Let’s not wait around for them to be disappointed, to fall into total despair because they never get to the healing they so desire.  Let’s make plans like Jesus did, to visit where they hang out; to speak a healing word from Jesus.  Let’s make an effort to reconnect them to Jesus, the true source of healing.  I am praying that we may find a way of bringing healing and reconnection to the multitudes who gather at the Dubbo North School every weekday.  ‘Reconnect’ is a great word and would make a great mission enabling statement; to reconnect people to God, to healing and to life.  Our church is perfectly sized and positioned to make today’s gospel a reality in the lives of those who frequent the school.

 

Gilgandra

Let’s not wait around for them to be disappointed, to fall into total despair because they never get to the healing they so desire.  Let’s make plans like Jesus did, to visit where they hang out; to speak a healing word from Jesus.  Let’s make an effort to reconnect them to Jesus, the true source of healing.  I am praying that we may find a way of bringing healing and reconnection to the multitudes that travel the highway each day.  Our church is perfectly sized and positioned to make today’s gospel a reality in the lives of those who frequent the road out front.

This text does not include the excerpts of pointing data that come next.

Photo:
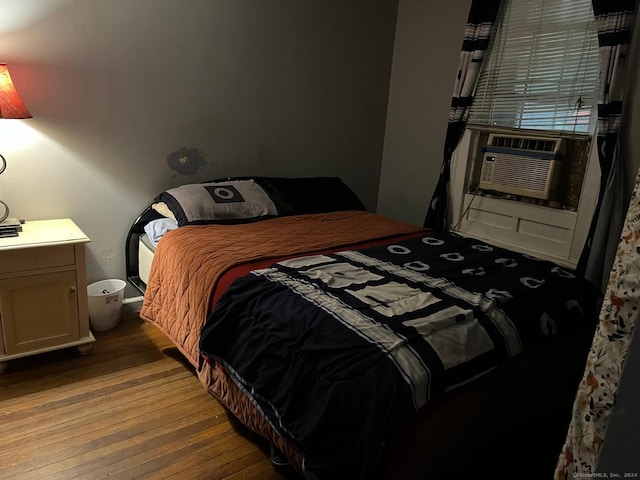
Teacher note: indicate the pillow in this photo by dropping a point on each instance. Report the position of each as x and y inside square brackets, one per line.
[155, 229]
[233, 201]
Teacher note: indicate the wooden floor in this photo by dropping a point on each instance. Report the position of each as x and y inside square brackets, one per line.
[131, 409]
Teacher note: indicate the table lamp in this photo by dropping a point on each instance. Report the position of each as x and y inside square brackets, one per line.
[11, 106]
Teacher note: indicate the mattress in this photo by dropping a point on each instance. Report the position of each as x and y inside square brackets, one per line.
[146, 251]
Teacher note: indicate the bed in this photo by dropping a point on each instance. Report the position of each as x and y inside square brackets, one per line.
[359, 346]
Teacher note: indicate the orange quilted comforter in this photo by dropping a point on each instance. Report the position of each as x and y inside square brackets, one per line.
[190, 261]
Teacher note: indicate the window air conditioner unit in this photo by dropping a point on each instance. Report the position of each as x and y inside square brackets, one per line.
[521, 164]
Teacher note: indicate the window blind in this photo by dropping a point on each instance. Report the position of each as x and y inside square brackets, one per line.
[541, 70]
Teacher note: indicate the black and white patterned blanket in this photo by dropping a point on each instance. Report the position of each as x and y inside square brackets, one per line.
[338, 351]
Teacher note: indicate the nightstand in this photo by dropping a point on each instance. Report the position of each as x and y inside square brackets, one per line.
[43, 290]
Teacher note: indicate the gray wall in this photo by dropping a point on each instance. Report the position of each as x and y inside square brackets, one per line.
[425, 63]
[278, 87]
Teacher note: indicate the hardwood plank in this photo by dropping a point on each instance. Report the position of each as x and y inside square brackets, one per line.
[133, 408]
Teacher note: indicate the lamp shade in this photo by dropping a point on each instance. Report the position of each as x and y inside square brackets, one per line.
[11, 105]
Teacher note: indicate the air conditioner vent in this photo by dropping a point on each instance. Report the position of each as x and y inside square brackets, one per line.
[521, 164]
[524, 143]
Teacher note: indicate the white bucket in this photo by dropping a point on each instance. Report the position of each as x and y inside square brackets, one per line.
[105, 303]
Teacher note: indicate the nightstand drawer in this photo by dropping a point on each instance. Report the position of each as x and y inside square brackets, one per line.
[36, 258]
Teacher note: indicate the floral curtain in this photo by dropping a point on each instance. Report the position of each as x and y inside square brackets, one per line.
[614, 21]
[608, 245]
[482, 16]
[606, 359]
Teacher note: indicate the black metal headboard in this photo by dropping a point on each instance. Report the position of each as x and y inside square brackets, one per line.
[131, 247]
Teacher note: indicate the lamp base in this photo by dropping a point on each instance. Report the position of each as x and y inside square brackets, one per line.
[10, 227]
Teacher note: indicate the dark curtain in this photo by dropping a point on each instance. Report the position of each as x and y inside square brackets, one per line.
[482, 16]
[614, 20]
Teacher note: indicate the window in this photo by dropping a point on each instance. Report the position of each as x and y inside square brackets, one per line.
[541, 70]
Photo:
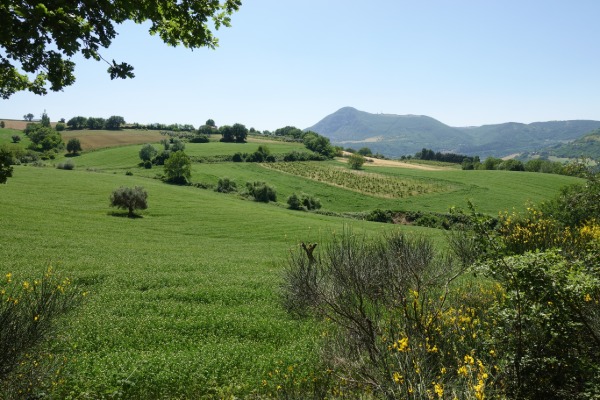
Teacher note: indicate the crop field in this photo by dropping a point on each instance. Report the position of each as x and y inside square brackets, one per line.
[359, 181]
[92, 140]
[184, 301]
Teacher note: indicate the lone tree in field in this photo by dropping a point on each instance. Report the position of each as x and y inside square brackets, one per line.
[5, 165]
[148, 152]
[38, 40]
[356, 161]
[129, 199]
[74, 146]
[178, 168]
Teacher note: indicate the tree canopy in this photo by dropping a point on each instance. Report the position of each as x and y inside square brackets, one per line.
[38, 40]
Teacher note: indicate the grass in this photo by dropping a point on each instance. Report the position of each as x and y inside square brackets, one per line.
[183, 302]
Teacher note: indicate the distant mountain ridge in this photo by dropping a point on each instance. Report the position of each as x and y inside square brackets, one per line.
[396, 135]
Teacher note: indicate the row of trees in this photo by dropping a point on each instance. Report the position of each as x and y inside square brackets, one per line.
[112, 123]
[575, 168]
[428, 154]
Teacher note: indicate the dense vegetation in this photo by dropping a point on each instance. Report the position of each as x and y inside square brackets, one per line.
[186, 302]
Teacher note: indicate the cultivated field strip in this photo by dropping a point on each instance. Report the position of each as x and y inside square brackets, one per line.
[372, 184]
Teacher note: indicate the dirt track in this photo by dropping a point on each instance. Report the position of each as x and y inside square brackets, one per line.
[376, 162]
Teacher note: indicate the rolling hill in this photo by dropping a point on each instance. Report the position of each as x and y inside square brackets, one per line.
[395, 135]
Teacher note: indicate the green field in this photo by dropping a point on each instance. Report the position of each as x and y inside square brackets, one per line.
[183, 303]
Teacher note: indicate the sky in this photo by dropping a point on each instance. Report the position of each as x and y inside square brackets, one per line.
[293, 62]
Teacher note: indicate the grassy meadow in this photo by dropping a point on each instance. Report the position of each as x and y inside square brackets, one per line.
[183, 302]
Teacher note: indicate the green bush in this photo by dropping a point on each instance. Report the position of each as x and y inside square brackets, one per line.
[28, 312]
[356, 161]
[68, 165]
[226, 185]
[390, 329]
[129, 199]
[239, 157]
[178, 168]
[74, 146]
[200, 139]
[303, 202]
[261, 191]
[379, 215]
[148, 152]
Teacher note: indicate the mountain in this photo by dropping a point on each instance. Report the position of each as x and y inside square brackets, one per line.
[395, 135]
[586, 146]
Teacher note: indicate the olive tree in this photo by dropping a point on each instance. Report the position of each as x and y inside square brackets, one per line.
[129, 199]
[356, 161]
[178, 168]
[148, 152]
[5, 164]
[74, 146]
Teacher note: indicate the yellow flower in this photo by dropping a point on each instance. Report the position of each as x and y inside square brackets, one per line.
[398, 378]
[401, 344]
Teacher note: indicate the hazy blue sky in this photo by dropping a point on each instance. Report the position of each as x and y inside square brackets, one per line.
[289, 62]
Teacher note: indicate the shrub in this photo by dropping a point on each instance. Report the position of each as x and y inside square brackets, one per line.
[379, 215]
[356, 161]
[260, 191]
[178, 168]
[68, 165]
[129, 199]
[161, 157]
[303, 202]
[238, 157]
[74, 146]
[28, 311]
[390, 329]
[148, 152]
[177, 145]
[200, 139]
[294, 202]
[226, 185]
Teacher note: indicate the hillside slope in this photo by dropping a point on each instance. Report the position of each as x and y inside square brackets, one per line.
[396, 135]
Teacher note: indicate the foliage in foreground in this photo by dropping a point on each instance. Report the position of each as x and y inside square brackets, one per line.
[28, 313]
[405, 322]
[396, 330]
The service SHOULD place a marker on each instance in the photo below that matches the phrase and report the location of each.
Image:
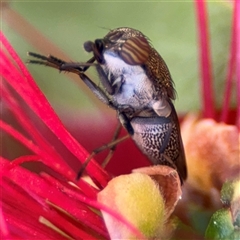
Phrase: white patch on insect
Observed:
(133, 82)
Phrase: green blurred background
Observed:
(170, 25)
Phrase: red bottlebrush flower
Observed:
(54, 205)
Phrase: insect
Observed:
(137, 84)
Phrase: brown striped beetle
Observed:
(137, 84)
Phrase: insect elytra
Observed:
(136, 83)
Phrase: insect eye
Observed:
(135, 50)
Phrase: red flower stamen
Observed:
(205, 61)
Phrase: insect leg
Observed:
(110, 145)
(59, 64)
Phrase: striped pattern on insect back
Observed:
(135, 50)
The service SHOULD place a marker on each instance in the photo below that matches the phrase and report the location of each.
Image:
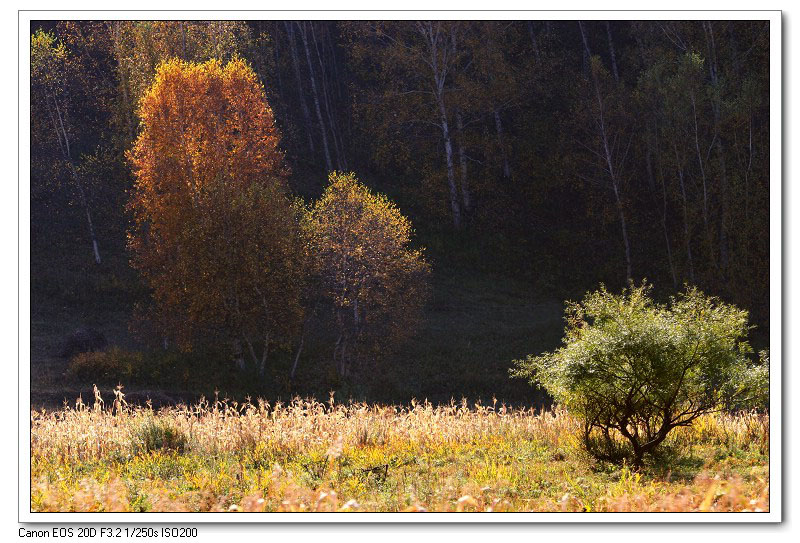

Let’s pray that God would make a gate for us to open, like the sheep gate, that leads us into the midst of desperate people, people who don’t even know they need Jesus!  Now that’s a radical prayer.  But then again, God works in radical ways, after all, despite our inaction, our false god’s, our continual sin, he still loves and forgives and still heals us saying ‘Get up! Pick up your mat and walk’.